The weathermen promised us snow. We woke up to this.
I went walkabout in the snow earlier this morning. A quite surprising number of people asked me, with a wry grin, “Are you not running this morning?” Such jokers!
As a matter of fact, just walking was difficult. Walking in fresh snow is like walking on sand. Sand doesn’t squeak under your boots as fresh snow does though. In the wooded areas trees that you can usually walk under without problem - well, someone my fairly average height can walk under them with impunity - were weighed down with snow, causing quite a lot of ducking and dodging.
People with children were out and about with sledges. Some adults were busily clearing snow from their drives, presumably so that if necessary they can get their cars out. Probably safer to stay at home, I should think. Nobody seemed to be clearing the pavements in front of their houses though.
The sloping approach to the door of the co-op had been rather inexpertly cleared, or maybe it was just the result of lots of people tramping up and down the ramp, leaving a slushy surface in their wake which risks turning into an ice rink if left to itself.
Now for a bit more nostalgia.
Recently Michael Rosen wrote this article for the Guardian, reminiscing about his childhood home. I never got round to commenting on it at the time as other things caught my attention.
Yesterday I came across this set of letters in response to his original article. His nostalgia provoked a similar nostalgia in all sorts of people.
Like Michael Rosen, I can visualise my childhood home; I could probably draw a floor plan even now. When he wrote about “a corridor that my brother and I used for racing Dinky toy cars”, i was reminded of a similar corridor-like in our house. My father had covered the floor of that hallway and the kitchen and dining room connected to it with Marley floor tiles, the latest thing for modern young families. My mother polished them. My sister and I “skated” up and down the corridor in our socks!

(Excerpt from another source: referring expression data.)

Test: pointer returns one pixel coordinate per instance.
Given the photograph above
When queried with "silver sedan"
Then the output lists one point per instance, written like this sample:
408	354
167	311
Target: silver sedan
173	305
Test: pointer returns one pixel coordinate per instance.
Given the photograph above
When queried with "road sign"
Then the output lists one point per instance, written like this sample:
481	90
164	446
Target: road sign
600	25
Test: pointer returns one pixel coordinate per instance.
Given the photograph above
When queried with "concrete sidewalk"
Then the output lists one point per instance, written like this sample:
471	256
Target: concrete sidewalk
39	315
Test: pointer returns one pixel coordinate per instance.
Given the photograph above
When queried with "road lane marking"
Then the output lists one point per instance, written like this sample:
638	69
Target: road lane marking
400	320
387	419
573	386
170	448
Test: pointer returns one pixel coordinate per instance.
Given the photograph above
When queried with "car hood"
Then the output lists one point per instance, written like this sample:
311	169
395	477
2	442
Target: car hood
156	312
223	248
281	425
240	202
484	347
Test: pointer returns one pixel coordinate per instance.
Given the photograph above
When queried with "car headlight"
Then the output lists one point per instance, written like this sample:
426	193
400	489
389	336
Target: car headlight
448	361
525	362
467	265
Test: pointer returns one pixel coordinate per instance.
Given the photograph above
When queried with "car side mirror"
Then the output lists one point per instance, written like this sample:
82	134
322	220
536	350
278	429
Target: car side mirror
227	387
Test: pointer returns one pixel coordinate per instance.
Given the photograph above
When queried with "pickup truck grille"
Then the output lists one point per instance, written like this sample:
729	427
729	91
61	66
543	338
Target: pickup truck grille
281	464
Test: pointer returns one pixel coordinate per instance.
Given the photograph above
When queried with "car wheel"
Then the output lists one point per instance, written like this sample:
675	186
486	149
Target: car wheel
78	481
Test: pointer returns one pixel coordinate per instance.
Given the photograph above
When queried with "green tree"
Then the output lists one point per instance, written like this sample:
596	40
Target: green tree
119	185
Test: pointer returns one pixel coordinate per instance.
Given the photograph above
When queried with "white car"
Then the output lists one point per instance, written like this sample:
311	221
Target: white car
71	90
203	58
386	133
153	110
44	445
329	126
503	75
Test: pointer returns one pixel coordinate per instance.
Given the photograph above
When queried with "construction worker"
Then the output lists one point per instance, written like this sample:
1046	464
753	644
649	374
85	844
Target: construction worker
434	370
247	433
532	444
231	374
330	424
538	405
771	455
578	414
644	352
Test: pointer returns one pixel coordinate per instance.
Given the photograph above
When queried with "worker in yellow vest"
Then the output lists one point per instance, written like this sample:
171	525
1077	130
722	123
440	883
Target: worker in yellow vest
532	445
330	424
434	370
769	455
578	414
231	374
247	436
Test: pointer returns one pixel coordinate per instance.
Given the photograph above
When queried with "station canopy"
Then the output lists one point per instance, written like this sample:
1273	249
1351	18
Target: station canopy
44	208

Many letter writers commented that, like Michael Rosen, they still remembered their childhood home phone number. We didn’t have a telephone until after I had left home to go to university. (I had to be sure to write a weekly letter home to reassure my parents that I was still alive and well!) but I do remember my mother’s “divi”, short for “dividend”, number for the co-op - 9232. If I was sent to the local co-op store to buy some forgotten items, I had to give that number so that my mother received her dividend as a co-op member. No store cards with points to collect in those days. The shop assistant noted down the amount spent and eventually the percentage dividend amounted to a sum worth spending in the store. Those were the days!
Life goes on. Stay safe and well, everyone!